AINDA O BARÃO DE MÜNCHHAUSEN
Por Nuno Brederode Santos
PEDRO SANTANA LOPES tem uma personalidade que vai buscar a força aos excessos. Todos os excessos, mesmo que de sinal contrário. Faz o super-herói, mas, no fiasco, faz a vítima. O que ele tem por desassombro é, não raro, topete, desplante e lata. Senhor de inegáveis talentos conviviais - como a leveza, o improviso, a sedução e a ousadia de afirmar -, julga-os a chave mestra para a vida, ou, pelo menos, para a vida que ele gosta de viver. Ele sabe que há outra vida: a que se faz de trabalho, ordenação, paciência e regras. Não gosta dela (e longe de mim censurá-lo). Mas reivindica um estatuto de superioridade natural: esta vida não só não lhe é oponível como deverá vergar-se a ele, como excepção de direito divino. Ora as dificuldades advêm, cada vez mais, de não lhe ser reconhecido este estatuto pela cinzenta maioria que se cumpre nessa outra vida, que o conheceu melhor como primeiro-ministro e que, enfim, o sovou nas urnas. Por isso, ele precisa de surpreender e deslumbrar, para que, por entre a multidão erradia dos papalvos, possa passar, de contrabando, o seu destino. E é nesses momentos, de mais dramática aposta no voluntarismo optimista e de crença de que o seu imparável caminho está nos astros, que ele evoca o barão de Münchhausen. Na criatividade, na infantilidade, na desmesura.

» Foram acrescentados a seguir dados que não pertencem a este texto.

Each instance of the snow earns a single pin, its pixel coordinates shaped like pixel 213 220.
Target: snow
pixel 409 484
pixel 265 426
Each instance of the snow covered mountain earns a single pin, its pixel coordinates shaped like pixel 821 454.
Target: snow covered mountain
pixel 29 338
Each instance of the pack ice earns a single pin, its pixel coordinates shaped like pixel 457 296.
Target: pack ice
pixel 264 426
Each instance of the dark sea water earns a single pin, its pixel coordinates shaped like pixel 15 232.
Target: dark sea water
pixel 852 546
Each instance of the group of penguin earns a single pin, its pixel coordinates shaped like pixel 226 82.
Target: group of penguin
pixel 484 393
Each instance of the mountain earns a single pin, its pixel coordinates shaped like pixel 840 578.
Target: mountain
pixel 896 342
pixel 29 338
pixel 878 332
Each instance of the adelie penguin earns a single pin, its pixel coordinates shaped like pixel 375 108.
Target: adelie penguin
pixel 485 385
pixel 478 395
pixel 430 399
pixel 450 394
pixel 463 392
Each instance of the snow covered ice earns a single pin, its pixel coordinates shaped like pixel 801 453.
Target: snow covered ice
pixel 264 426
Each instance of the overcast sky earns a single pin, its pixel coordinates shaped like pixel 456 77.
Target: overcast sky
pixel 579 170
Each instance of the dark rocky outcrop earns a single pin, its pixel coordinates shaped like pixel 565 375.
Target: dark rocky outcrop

Foi este o PSL que, entre as directas e o Congresso subsequente, passou da equidistância ao alinhamento, depois fez ver numa conversa com o líder um "acordo de cooperação institucional" e ganhou em dote a chefia da bancada, tornando-se, na prática, o número dois do partido. Ele é a voz institucional que facilmente podemos ouvir, porque Menezes saltita das esquinas do lumpen para as luzes das conferências de imprensa, mas nada disso vale a atenção que o hemiciclo ainda merece.

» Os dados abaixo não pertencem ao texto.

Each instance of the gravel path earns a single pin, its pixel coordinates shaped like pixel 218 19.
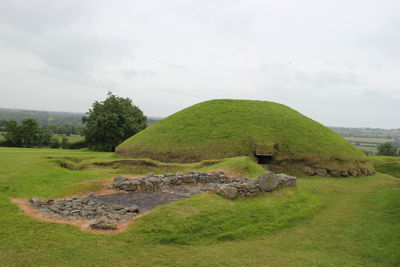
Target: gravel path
pixel 148 200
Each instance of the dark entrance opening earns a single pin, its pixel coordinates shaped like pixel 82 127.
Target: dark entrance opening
pixel 263 159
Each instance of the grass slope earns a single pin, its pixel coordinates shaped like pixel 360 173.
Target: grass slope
pixel 229 128
pixel 388 165
pixel 322 222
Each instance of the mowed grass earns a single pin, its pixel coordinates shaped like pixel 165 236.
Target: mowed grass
pixel 229 128
pixel 322 222
pixel 72 138
pixel 388 165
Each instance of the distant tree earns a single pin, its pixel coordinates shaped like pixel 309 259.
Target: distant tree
pixel 64 142
pixel 112 121
pixel 27 134
pixel 387 149
pixel 31 133
pixel 45 136
pixel 12 134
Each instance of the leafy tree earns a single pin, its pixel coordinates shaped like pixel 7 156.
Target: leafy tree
pixel 27 134
pixel 387 149
pixel 13 134
pixel 64 142
pixel 30 132
pixel 112 121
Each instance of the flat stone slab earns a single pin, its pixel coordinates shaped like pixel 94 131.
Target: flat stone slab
pixel 148 200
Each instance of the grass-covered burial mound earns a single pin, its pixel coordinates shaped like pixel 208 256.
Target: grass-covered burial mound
pixel 268 132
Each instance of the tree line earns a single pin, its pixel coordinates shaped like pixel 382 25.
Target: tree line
pixel 388 149
pixel 106 125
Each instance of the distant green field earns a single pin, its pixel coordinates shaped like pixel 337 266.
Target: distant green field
pixel 368 144
pixel 322 222
pixel 72 138
pixel 369 140
pixel 388 165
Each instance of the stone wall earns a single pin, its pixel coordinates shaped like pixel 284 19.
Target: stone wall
pixel 216 181
pixel 311 171
pixel 103 215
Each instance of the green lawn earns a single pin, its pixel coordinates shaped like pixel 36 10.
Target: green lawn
pixel 324 221
pixel 72 138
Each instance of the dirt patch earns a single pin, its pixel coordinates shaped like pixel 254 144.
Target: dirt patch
pixel 83 225
pixel 147 200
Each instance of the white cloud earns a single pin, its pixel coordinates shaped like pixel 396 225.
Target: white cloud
pixel 335 61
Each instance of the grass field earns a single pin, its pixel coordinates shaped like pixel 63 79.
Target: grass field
pixel 388 165
pixel 324 221
pixel 229 128
pixel 368 144
pixel 72 138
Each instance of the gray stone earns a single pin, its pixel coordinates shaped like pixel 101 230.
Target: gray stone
pixel 228 191
pixel 103 224
pixel 309 171
pixel 321 172
pixel 118 180
pixel 335 173
pixel 37 202
pixel 353 172
pixel 268 181
pixel 133 208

E foi este o PSL que criou um western para o debate do Orçamento. Chamou-lhe até um "novo ciclo". E traçou um cenário em que homens, bancadas, partidos e instituições, tudo se apagava para deixar que as luzes apenas comportassem dois titãs: ele próprio e Sócrates. O Parlamento tornava-se uma paisagem lunar. Não há outras presenças nem vozes. Ser oposição já não tem escolha, é estar com ele.

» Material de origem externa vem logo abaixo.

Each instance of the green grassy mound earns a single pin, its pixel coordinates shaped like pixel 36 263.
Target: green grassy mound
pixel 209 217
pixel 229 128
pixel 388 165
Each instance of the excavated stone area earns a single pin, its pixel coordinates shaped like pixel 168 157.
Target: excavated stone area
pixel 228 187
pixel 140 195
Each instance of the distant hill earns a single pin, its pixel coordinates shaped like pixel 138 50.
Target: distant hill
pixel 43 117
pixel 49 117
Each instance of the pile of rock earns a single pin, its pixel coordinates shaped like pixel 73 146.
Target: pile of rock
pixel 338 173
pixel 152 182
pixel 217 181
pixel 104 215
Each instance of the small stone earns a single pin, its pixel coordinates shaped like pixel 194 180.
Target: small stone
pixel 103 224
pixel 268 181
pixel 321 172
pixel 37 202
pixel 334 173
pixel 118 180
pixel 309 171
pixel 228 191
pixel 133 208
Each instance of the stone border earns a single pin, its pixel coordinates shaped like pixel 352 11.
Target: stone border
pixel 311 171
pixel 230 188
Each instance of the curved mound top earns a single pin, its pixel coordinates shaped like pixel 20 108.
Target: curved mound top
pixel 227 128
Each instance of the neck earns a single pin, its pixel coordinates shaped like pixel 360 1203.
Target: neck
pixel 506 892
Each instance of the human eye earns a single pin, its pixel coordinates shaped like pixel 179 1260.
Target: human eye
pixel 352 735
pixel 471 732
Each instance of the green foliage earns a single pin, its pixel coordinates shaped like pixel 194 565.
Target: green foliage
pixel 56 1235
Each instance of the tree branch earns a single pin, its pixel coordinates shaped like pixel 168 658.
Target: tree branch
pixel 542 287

Este mundo virtual desabou nos termos que se conhecem. Ao primeiro dia, perante Sócrates, que obviamente não desperdiçou o que a simples presença dele (para mais na vizinhança física de Paulo Portas) relembra no eleitorado. Será cruel, mas não me ocorre qualquer primeiro-ministro que exercesse o poder aspirando à santidade. Aí, PSL ainda admitiu que as coisas lhe correram mal. Ao segundo dia, Menezes veio ao Parlamento para um almoço com palestra de balneário e PSL voltou à arena. Mas o improviso, além de pouco articulado, saiu-lhe demasiado egocêntrico para ser útil ao partido. Depois, inseguro, ele abandonou o hemiciclo antes da resposta. Quando um cavalheiro falha o seu tiro e sai antes que o outro dê o tiro a que tem direito, converte o duelo numa tocaia de jagunços. Mas ele acabou a ouvir o massacre de Silva Pereira, feito com a frieza sistemática do sábio louco que quer destruir o mundo. E como se tudo isto não bastasse, não houve uma só bancada de oposição que se resignasse ao papel subalterno que o sonho grandiloquente lhe reservara.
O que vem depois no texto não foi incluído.